Investigations of fatigue crack propagation in ER8 railway wheel steel with varying microstructures

In this study, fatigue crack occurrences and propagations of high-speed railway wheel steel grade ER8 were investigated through both experiments and FE simulations. Three varying microstructures of the wheel steel including as-received, ferrite- and bainite-containing microstructures, which were obtained by specific heat treatment routes, were characterized. Stress-controlled fatigue tests were carried out for determining relationships between crack propagation rate and stress intensity factor of the steels. In addition, FE simulations of fatigue crack developments on both macro- and micro-scale using representative volume element (RVE) 2D models were conducted with consideration of microstructural features. The extended finite element method (XFEM) coupled with the Paris law was applied in the cyclic simulations for predicting crack propagation. For the microstructure level, flow stress-strain curves based on micromechanics approach and corresponding fatigue damage parameters of different phases in steels were identified and afterwards calibrated with experimental results.
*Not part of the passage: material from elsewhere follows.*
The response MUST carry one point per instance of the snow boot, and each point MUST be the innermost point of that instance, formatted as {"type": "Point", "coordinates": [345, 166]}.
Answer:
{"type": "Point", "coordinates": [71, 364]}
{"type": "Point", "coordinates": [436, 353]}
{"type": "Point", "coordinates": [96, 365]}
Finally, influences of ferrite, pearlite and bainite on fatigue crack resistance in the wheel steel were precisely examined by the RVE model. It was found that fatigue micro-cracks mostly initiated close to interface regions between soft and hard phases. The bainitic phase could obviously retard fatigue crack propagation of steel, whereas the ferritic phase contrarily exhibited deteriorated crack resistance. Moreover, the proposed framework could be acceptably employed for predicting fatigue crack propagation behavior and its rate in railway wheel subjected to microstructure changes occurred.